Whether you’ve lost your job, are worried you might be about to, or are finding your finances crunched by the Coronavirus pandemic, you may be thinking about asking for a forbearance on your mortgage. But should you? Will it really help put you in a better financial position? 

We’re breaking down the details. 

What is a forbearance? 

“Forbearance is a temporary postponement of mortgage payments,” said Investopedia. “It is a form of repayment relief granted by the lender or creditor in lieu of forcing a property into foreclosure.”

The key words here are “temporary” and “postponement.” Forbearance is a way to delay your mortgage payments for a period of time with the knowledge and permission of your lender. That way, you can skip a number of payments without putting your home at risk like you would if you just stopped paying; eventually, your home would go into foreclosure.

The CARES Act, otherwise known as the coronavirus relief package, has stipulated that “mortgage borrowers with federally backed loans can seek forbearance for up to six months,” said Forbes.

You can also ask for an additional extension for up to six months if needed. “You must contact your loan servicer to request this forbearance,” said the Consumer Finance Protection Bureau. “You do not need to submit additional documentation to qualify other than your claim to have a pandemic-related financial hardship.”

Here are a few more things to consider.

Those skipped payments aren’t freebies

Some homeowners have been disappointed to find out that forbearance doesn’t mean forgiveness. You’re not excused from making those payments; you’re just not making them NOW. 

“One of the most important things to remember, and the source of a lot of confusion, is that forbearance is not forgiveness,” said Karan Kaul, a research associate in the Housing Finance Policy Center at the Urban Institute, on CNBC. “It’s just putting a pause on your mortgage payments for a few months. And depending on the loan servicer, interest can continue to accrue during the forbearance period, which may increase the overall cost of the mortgage.” 

In addition, homeowners are “still going to be paying interest on the balance of their loan, there are taxes and insurance that are not into escrow, that will have to be paid out,” said Jennifer Micklos, with Movement Mortgage out of Clermont, NY on WFTV.

Those skipped payments will likely be due sooner than you think

There has been some talk about mortgage payments being tacked on to the end of the loan term, which would be more of a mortgage holiday for those who are having a hard time paying. But, by and large, this is not what lenders are offering. 

“When Morgan Davis, a furloughed clothing designer, called Wells Fargo to ask for help with her FHA loan about two weeks ago, she was offered to suspend three payments without penalty – three months of forbearance,” said Forbes. “But at the end of those three months, all my mortgage payments would be due at once,” Davis said. “I told [the bank representative] that didn’t sound very helpful. I explained I had only called to see if there was a way for me to hold onto more of my cash while I wasn’t getting paid.”

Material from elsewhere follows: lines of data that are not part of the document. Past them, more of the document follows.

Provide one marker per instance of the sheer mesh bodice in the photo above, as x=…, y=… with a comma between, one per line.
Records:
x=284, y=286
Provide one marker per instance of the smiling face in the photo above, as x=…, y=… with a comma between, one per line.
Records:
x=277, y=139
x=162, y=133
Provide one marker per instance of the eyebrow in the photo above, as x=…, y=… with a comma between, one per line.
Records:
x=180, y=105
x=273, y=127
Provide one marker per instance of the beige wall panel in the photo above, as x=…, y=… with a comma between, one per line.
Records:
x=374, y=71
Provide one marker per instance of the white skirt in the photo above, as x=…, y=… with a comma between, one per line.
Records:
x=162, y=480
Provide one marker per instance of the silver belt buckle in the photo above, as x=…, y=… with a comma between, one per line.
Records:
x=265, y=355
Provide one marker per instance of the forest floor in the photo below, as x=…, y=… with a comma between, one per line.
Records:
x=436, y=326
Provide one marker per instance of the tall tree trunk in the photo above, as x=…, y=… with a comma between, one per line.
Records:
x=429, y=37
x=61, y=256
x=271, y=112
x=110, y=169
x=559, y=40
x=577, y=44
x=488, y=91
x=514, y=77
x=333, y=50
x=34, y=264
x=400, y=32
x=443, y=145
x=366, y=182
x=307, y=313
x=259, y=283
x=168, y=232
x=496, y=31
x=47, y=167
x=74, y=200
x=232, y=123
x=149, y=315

Flagstar Bank’s forbearance program has similar stipulations, although they initially offer a six-month suspension period. The forbearance letter they are sending out to customers states, that “A forbearance plan is a temporary solution, and the suspension of your payments during the Forbearance Period will make your loans past due.” 

Borrowers are expected to bring their loan current at the end of the six months by “paying all past due amounts (including those not paid during the Forbearance Period);” setting up a repayment plan that “adds a portion of your past due amounts to your regular monthly payment until your account is current;” or applying for a “more permanent loss mitigation solution.”

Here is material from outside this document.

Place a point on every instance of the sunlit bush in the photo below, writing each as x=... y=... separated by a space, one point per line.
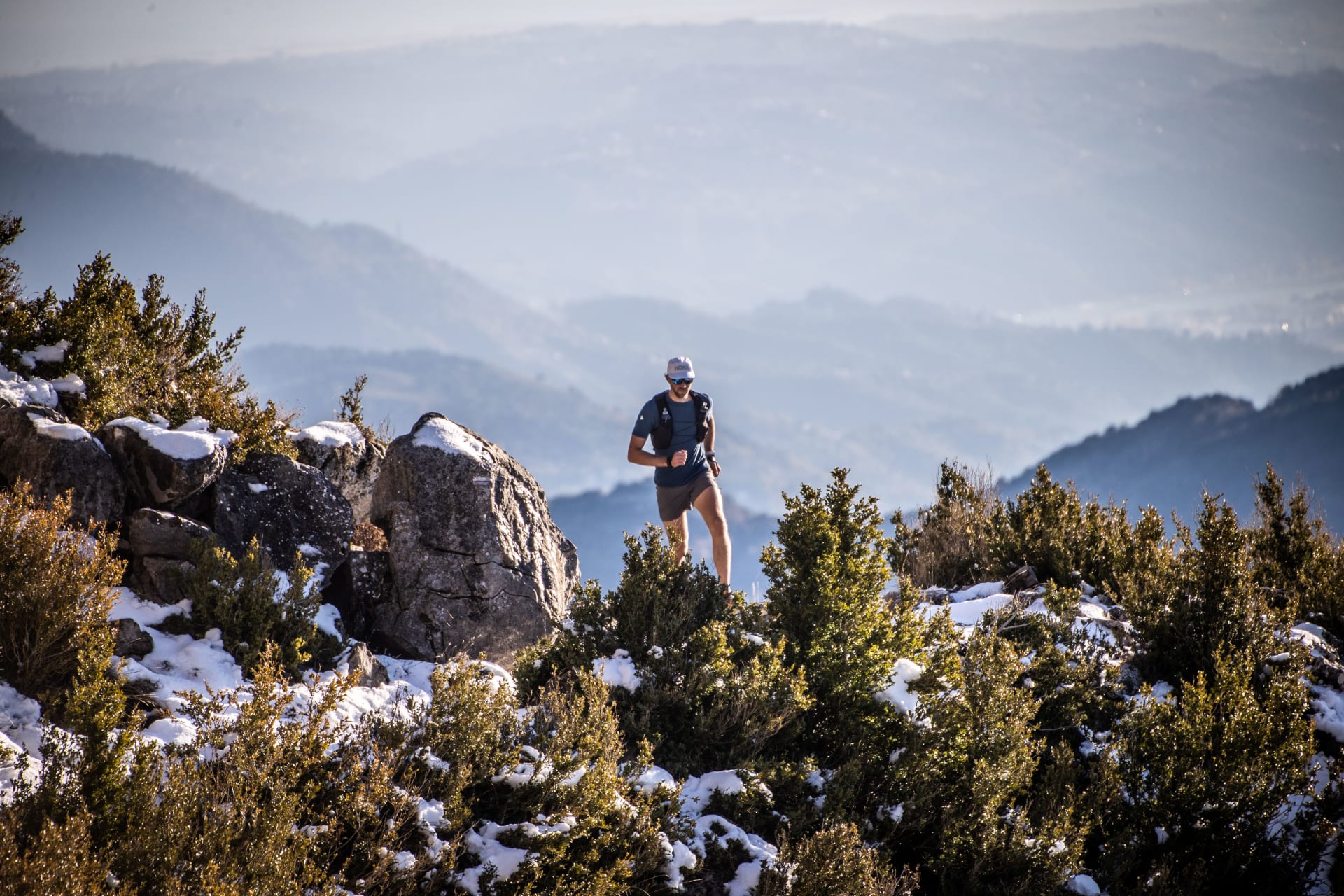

You won’t be reported as late

“Lenders are not to report forborne payments to the credit bureaus, which means that borrowers who request forbearance will not see their credit scores suffer,” said Forbes. “However, if they do not contact their loan servicer to start a forbearance plan and miss a payment, the lender is to report that lapse to the credit bureaus.”

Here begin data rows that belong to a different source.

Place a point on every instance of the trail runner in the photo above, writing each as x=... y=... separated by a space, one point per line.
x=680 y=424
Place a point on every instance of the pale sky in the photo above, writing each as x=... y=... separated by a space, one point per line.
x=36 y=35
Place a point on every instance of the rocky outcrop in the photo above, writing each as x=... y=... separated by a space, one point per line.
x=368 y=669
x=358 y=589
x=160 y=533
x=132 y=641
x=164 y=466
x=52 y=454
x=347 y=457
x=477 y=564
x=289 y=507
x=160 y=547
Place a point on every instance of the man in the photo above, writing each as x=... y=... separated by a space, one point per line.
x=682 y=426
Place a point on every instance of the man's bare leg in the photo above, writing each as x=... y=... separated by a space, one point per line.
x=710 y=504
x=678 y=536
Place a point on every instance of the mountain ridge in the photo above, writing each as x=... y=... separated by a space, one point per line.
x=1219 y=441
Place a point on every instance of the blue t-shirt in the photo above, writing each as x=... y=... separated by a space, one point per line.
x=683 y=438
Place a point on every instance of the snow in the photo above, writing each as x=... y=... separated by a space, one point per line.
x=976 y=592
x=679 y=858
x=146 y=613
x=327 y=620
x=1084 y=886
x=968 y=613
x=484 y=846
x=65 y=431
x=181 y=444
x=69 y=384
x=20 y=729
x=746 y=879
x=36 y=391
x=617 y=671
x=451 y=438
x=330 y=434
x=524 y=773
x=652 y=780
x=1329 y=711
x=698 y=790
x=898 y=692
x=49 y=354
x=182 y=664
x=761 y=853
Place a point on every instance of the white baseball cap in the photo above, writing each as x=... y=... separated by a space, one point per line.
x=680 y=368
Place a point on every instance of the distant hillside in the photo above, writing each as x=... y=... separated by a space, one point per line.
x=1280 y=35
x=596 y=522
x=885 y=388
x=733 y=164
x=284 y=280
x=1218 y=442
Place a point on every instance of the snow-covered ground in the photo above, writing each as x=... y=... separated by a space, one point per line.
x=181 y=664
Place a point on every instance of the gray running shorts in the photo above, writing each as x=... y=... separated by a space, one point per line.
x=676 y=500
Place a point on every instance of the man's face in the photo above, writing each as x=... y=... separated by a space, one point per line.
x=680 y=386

Additionally, “Loan servicers are barred from adding any fees, penalties or interest charges beyond the amounts scheduled or would be calculated if the borrower made timely payments,” said CNBC.

You might not be able to get through to your lender

CNBC reported that homeowners have spent hours on the phone waiting for help from their lender, so be patient if you’re making that call. Or, check out your bank or lender’s website to see if they have added forbearance information. You might find what you need and be able to submit your request without having to speak to someone.